In this blog, I'm starting a mini-series on the development of Serializer/Deserializer (SerDes or SERDES) functions embedded in FPGAs. I discussed some of the background on SerDes technology in FPGAs with Mike Peng Li, Altera Fellow, and Salman Jiva, senior marketing manager for high-end products at Altera. Both Mike and Salman have many years of technical and marketing experience with SerDes technology as it applies to FPGAs. We started out talking about the key issues faced by FPGA suppliers over the last five years with respect to SerDes. (If you are new to SerDes technology, a good resource to use to review the basics is a DesignCon 2004 paper from Dave Lewis titled "SerDes Architectures and Applications.")

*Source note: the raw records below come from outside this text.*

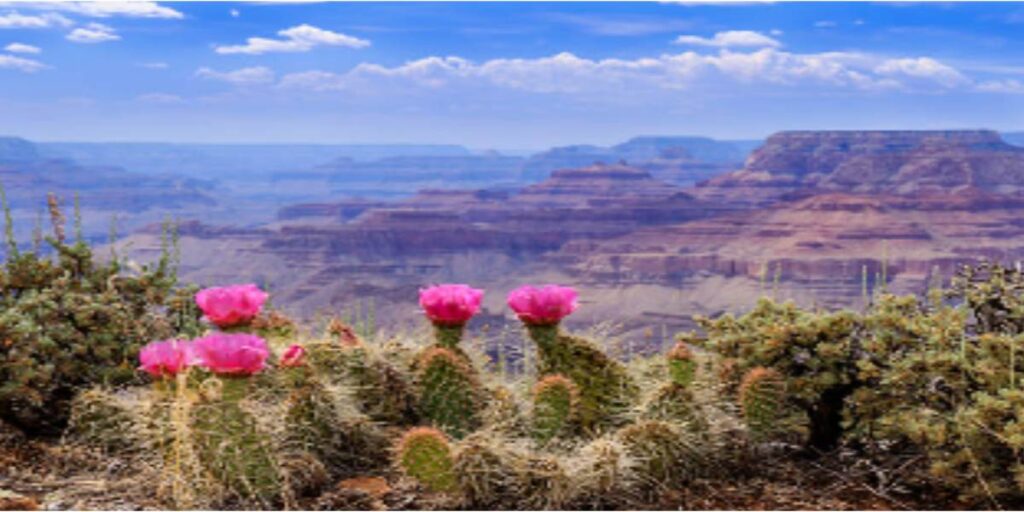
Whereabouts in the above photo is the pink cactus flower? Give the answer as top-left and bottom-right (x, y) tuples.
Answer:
(418, 284), (484, 327)
(507, 285), (579, 326)
(195, 284), (268, 328)
(280, 344), (306, 368)
(139, 339), (196, 378)
(192, 333), (270, 376)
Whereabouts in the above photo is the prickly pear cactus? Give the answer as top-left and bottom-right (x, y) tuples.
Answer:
(416, 347), (484, 439)
(738, 367), (787, 440)
(396, 427), (456, 493)
(193, 377), (283, 506)
(526, 324), (637, 433)
(532, 374), (577, 444)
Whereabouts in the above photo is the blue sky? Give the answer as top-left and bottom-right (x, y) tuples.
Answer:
(1, 1), (1024, 149)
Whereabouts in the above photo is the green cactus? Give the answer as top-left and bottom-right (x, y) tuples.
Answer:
(193, 376), (283, 506)
(0, 195), (185, 435)
(452, 432), (570, 510)
(416, 347), (484, 439)
(306, 338), (418, 425)
(643, 341), (705, 426)
(395, 427), (456, 493)
(567, 436), (638, 509)
(667, 341), (697, 388)
(532, 374), (577, 444)
(738, 367), (787, 440)
(525, 324), (637, 433)
(281, 366), (390, 477)
(617, 420), (701, 497)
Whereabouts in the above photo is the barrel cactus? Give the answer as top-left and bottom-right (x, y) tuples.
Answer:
(738, 367), (787, 440)
(395, 427), (457, 493)
(416, 347), (484, 439)
(532, 374), (578, 444)
(643, 342), (703, 426)
(508, 285), (637, 433)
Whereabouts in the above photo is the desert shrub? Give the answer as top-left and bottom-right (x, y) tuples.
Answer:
(697, 298), (859, 451)
(851, 266), (1024, 505)
(0, 194), (191, 434)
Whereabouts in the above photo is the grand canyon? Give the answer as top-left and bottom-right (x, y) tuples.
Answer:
(19, 128), (1008, 345)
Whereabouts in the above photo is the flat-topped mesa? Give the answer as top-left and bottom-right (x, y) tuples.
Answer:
(694, 129), (1024, 207)
(514, 162), (680, 205)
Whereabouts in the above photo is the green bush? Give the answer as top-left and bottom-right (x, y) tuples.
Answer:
(0, 193), (193, 434)
(852, 266), (1024, 505)
(697, 298), (860, 451)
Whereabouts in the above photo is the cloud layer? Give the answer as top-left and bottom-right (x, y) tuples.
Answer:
(66, 22), (120, 43)
(215, 24), (370, 55)
(673, 30), (781, 48)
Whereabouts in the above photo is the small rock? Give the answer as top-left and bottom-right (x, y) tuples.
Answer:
(337, 476), (390, 499)
(0, 489), (39, 511)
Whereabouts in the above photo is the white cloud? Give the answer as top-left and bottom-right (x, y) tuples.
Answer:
(277, 48), (938, 96)
(196, 66), (275, 85)
(977, 79), (1024, 94)
(230, 9), (240, 18)
(140, 61), (168, 69)
(814, 20), (838, 28)
(874, 57), (969, 88)
(0, 11), (72, 29)
(215, 24), (369, 55)
(1, 2), (182, 19)
(0, 53), (45, 72)
(136, 92), (184, 103)
(66, 23), (120, 43)
(4, 42), (40, 54)
(673, 30), (781, 48)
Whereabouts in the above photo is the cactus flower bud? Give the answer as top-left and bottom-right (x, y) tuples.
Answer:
(280, 344), (306, 368)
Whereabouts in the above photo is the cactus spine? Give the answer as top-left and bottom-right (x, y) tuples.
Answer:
(526, 324), (637, 432)
(396, 427), (456, 492)
(532, 374), (578, 443)
(667, 341), (697, 388)
(644, 341), (703, 426)
(738, 367), (787, 439)
(617, 420), (700, 495)
(193, 376), (282, 505)
(416, 347), (483, 439)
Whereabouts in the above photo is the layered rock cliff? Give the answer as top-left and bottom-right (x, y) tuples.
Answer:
(694, 130), (1024, 206)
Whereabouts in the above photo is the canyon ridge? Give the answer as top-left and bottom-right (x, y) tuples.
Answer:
(106, 129), (1024, 346)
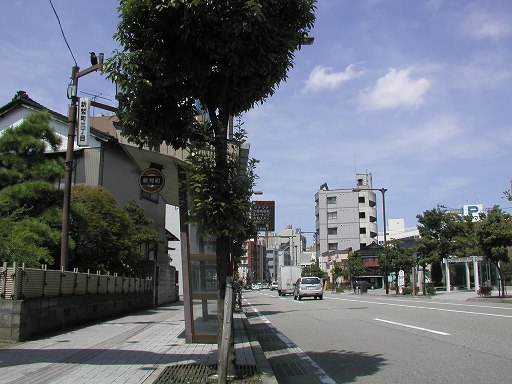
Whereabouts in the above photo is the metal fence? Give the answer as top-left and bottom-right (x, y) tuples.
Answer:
(0, 262), (153, 300)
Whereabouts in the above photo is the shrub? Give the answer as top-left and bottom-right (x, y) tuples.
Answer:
(402, 287), (413, 295)
(478, 286), (493, 297)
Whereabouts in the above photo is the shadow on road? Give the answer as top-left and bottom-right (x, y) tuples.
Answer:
(306, 349), (387, 383)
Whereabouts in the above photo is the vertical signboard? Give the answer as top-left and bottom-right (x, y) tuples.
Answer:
(252, 201), (275, 231)
(77, 97), (90, 147)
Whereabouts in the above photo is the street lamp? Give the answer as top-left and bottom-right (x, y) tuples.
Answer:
(353, 187), (389, 294)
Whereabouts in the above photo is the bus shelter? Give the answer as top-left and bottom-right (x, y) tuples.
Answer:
(443, 256), (500, 293)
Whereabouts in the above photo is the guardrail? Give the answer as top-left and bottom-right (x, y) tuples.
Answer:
(0, 262), (153, 300)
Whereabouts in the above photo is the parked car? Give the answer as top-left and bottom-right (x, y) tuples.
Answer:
(270, 281), (279, 291)
(293, 276), (323, 300)
(261, 282), (269, 289)
(354, 280), (376, 291)
(251, 283), (261, 290)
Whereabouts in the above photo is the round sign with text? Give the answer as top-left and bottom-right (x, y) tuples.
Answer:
(139, 168), (165, 194)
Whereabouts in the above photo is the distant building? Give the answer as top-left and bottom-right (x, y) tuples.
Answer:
(378, 218), (420, 246)
(315, 173), (378, 258)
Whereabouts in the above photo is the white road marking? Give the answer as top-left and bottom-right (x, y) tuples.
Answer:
(245, 301), (336, 384)
(326, 296), (512, 318)
(374, 318), (451, 335)
(370, 296), (512, 311)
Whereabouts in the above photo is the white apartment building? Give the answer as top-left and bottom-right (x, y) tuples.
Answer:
(315, 173), (378, 258)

A short history of SerDes in FPGAs
SerDes functions have been available in FPGAs for several years. The growth in functionality of the SerDes is fairly well represented in the block diagram of the Altera high-speed serial transceivers used in the 40nm Stratix-IV FPGAs as illustrated below (click here to see a larger, more detailed version of this image):
In the early days, the embedded FPGA SerDes function (the hard coded portion not implemented in FPGA's programmable fabric) was just the Physical Media Attachment (PMA) portion of the overall subsystem; this is shown on the left-hand side of the diagram above. The designer needed to create (or use a supplied soft macro IP block) the Physical Coding Sublayer (PCS), which is shown in the middle of the above diagram. Also, examples of the PIPE or PCIe interface to the designer's logic are shown on the right-hand side of the diagram. Over time -- and as serial communications standards became more stable -- these digital elements of the design were converted to hard implementations, thereby saving a significant amount of the FPGA's programmable fabric, reducing power consumption and improving performance.
The PMA section includes a programmable equalization section. This acts as a high-pass filter to the data signal as it enters the receiver and rebuilds the signal so it can be interpreted correctly by the Clock Data Recovery (CDR) unit. The CDR circuit is used to extract a clock from the serial input, so that the data can be captured with the correct timing characteristics. The bit deserializer takes the correctly extracted serial data stream and creates a parallel data word for use in the PCS section. Converting to a parallel data word at this stage makes it easier to meet the aggressive timing requirements of high-speed communications standards.
The PCS section includes digital functionality to comply with a number of key protocols used in backplane, chip-to-chip, and chip-to-module applications. Examples of PCS functions are the 8b/10b encoder/decoder, phase-compensation FIFO buffers, word aligner, and rate matcher to deliver protocol compliance within the transceiver block. State machines can be included to support specific protocols like PCIe, GbE, and XAUI.